It snowed late yesterday afternoon, so there's about half an inch of fluffy wet snow that should be shoveled off the path to the house. While there was still enough light to see, I thought I'd better spend a few minutes clearing the path. The shovel was still out in the old shed, where it's been since the last snow fall.
It was cold, dim and quiet in the shed, but when I found the shovel, I heard the muffled crunching of someone walking in the snow. There at my feet, was a hold in the wall where a couple of old boards had rotted away. When I bent over to look out the hole, I was very surprised to see an opossum peering in at me. I'd seen his tracks before, going in and out of the hole in the wall, but I hadn't come face to face with him until now. He looked pretty fit, which tells me that he did OK this winter. His hairless ears and tail, pink nose and fingers didn't look like they'd been frostbitten yet. His round black eyes are typical of one who spends much of their time searching in the dark. They kind of remind me of the smaller black eyes of a deer mouse or flying squirrel—round and black, they will absorb light on the darkest of nights.

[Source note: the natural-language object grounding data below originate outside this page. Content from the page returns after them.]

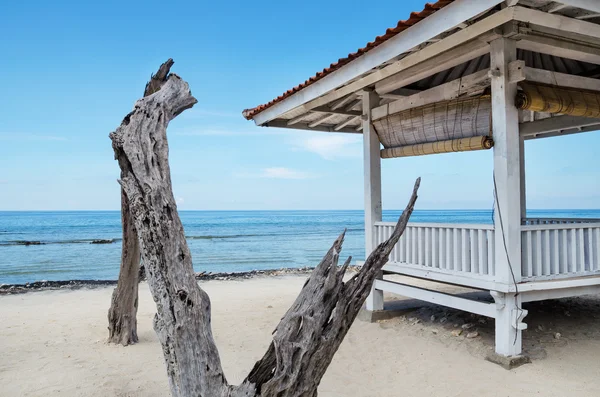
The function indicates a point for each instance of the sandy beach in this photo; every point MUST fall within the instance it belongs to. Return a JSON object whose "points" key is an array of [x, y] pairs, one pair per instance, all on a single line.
{"points": [[52, 344]]}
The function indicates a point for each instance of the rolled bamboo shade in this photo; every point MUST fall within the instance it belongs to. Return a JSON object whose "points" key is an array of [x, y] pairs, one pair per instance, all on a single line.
{"points": [[453, 145], [554, 99], [441, 121]]}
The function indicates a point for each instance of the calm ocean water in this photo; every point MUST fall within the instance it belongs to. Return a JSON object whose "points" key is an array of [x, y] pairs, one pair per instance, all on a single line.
{"points": [[220, 241]]}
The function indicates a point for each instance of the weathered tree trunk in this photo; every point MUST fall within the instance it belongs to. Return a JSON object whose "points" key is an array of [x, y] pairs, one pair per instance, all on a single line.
{"points": [[310, 332], [122, 315]]}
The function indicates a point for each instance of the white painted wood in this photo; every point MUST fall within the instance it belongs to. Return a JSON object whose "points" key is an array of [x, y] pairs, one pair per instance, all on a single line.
{"points": [[482, 226], [466, 255], [324, 90], [297, 119], [440, 298], [556, 7], [581, 250], [457, 56], [541, 127], [588, 16], [522, 176], [321, 120], [590, 5], [343, 101], [507, 214], [447, 91], [519, 72], [350, 120], [508, 310], [372, 185], [560, 293], [554, 21], [446, 276]]}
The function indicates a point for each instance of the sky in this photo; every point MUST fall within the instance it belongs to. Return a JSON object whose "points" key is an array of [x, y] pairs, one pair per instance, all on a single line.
{"points": [[72, 70]]}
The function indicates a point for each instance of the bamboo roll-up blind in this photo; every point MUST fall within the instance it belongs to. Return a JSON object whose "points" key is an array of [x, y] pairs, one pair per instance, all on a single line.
{"points": [[453, 145], [554, 99], [441, 121]]}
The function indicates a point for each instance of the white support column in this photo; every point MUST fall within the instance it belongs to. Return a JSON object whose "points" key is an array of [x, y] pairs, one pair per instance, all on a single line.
{"points": [[507, 183], [372, 173], [522, 176]]}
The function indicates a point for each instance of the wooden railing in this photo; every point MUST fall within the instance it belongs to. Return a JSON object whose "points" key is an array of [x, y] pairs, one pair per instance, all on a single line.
{"points": [[557, 221], [567, 248], [464, 248]]}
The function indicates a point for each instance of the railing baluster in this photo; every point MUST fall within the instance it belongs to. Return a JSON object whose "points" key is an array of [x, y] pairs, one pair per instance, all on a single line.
{"points": [[474, 246], [573, 249], [491, 237], [529, 250], [408, 238], [456, 265], [546, 256], [465, 255], [556, 256], [538, 253], [581, 250], [448, 263], [420, 256], [597, 246], [434, 247]]}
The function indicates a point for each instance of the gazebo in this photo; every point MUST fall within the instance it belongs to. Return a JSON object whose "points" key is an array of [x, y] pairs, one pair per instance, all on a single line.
{"points": [[469, 75]]}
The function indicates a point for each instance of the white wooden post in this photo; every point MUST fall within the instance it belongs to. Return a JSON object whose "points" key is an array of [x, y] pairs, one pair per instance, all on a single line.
{"points": [[522, 176], [507, 182], [372, 173]]}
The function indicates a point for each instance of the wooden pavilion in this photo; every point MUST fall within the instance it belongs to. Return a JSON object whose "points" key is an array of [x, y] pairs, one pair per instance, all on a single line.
{"points": [[469, 75]]}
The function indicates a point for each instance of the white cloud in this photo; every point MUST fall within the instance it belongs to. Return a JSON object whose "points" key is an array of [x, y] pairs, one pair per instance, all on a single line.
{"points": [[331, 146], [201, 112], [30, 137], [276, 173]]}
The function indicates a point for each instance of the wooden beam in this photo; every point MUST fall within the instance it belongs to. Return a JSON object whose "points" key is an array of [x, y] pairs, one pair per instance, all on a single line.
{"points": [[507, 187], [588, 16], [444, 92], [437, 64], [552, 124], [326, 109], [439, 298], [335, 85], [321, 120], [345, 123], [554, 21], [560, 48], [519, 72], [343, 101], [568, 131], [298, 119], [279, 123], [590, 5], [556, 8], [372, 185]]}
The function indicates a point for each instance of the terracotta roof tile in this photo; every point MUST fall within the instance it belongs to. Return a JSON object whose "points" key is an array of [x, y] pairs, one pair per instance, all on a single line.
{"points": [[402, 25]]}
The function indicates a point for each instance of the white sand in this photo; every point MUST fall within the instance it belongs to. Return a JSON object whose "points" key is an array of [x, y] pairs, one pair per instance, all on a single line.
{"points": [[52, 344]]}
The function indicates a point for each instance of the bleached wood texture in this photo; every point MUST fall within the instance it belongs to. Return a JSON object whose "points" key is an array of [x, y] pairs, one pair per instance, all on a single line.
{"points": [[122, 321], [442, 121], [310, 332]]}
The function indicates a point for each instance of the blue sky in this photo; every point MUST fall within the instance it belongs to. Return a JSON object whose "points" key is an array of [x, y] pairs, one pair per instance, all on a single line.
{"points": [[72, 70]]}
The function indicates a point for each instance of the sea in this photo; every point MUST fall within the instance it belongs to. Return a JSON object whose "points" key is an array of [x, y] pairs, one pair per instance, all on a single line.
{"points": [[220, 241]]}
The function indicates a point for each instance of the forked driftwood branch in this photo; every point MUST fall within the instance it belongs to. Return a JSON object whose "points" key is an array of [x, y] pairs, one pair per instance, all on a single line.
{"points": [[122, 314], [310, 332]]}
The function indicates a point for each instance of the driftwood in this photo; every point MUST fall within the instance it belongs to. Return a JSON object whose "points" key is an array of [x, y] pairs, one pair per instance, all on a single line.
{"points": [[122, 315], [307, 336]]}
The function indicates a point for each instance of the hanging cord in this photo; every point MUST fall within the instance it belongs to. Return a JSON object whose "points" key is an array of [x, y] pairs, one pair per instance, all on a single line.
{"points": [[507, 255]]}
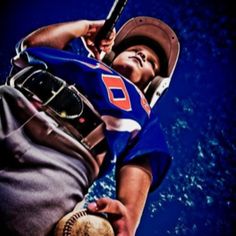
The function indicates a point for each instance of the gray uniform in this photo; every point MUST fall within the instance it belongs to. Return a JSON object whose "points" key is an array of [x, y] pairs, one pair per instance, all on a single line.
{"points": [[41, 179]]}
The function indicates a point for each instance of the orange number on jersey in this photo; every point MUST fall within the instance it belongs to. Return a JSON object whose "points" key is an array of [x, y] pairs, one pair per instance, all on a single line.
{"points": [[116, 83]]}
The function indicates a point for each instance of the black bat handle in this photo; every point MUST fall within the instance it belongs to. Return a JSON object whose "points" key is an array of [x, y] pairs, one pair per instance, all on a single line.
{"points": [[110, 22]]}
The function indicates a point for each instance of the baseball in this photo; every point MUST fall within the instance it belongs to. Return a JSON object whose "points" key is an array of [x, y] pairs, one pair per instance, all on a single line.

To help the possum find his way in very dark places, he has many long whiskers straying out from him face. His body hair may appear coarse and wiry, but it's actually quite soft.
There are very few folks around these parts who aren't tired of winter by now. Everyone is eager for some signs of spring, and they may get their wish this week, when the temperature rises to around 50 degrees. That will melt some of this winter snow, and more signs of Spring will emerge. It should be an interesting week, watching to see what the warm weather brings.
There's one important thing to do before you sit down and page through that new seed catalogue. It's time to get those Bluebird houses cleaned out and repaired. If it warms up this week, there will be some early Bluebirds migrating through. You may even consider a couple of new birdhouses, because the more options the birds have, the better the chances that they will stay around. This may be the year you provide a nesting box for the Screech owl or a family of Wood ducks. This is the same kind of box a Kestrel might also use.
I like to recycle lumber when building bird houses. I go 10 - 12 inches wide and 20 inches long for these large nesting boxes. A 3 1/2-inch hole 3 or 4 inches from the top is best—and no, the hole doesn't have to be round, but a round hole may be more appealing. The flat roof should have several inches of overhang in the front and sides. A 1x4-inch board 30 inches long and screwed to the center of the back of the box, will give you a way to nail it to a tree. Hang the box at least 15-20 feet high against a level place on the tree trunk, and you're all set. Sounds like a challenge, but it's worth it if you are lucky enough to invite a Kestrel, owl or Wood duck to use your new bird house.
There are many different options for bird houses and nesting boxes—you can find designs on many websites. Some are more complex than others, but I like to keep it as simple as possible. By all means, put as much time and energy into building a birdhouse as you want. Either way, your efforts will be rewarded!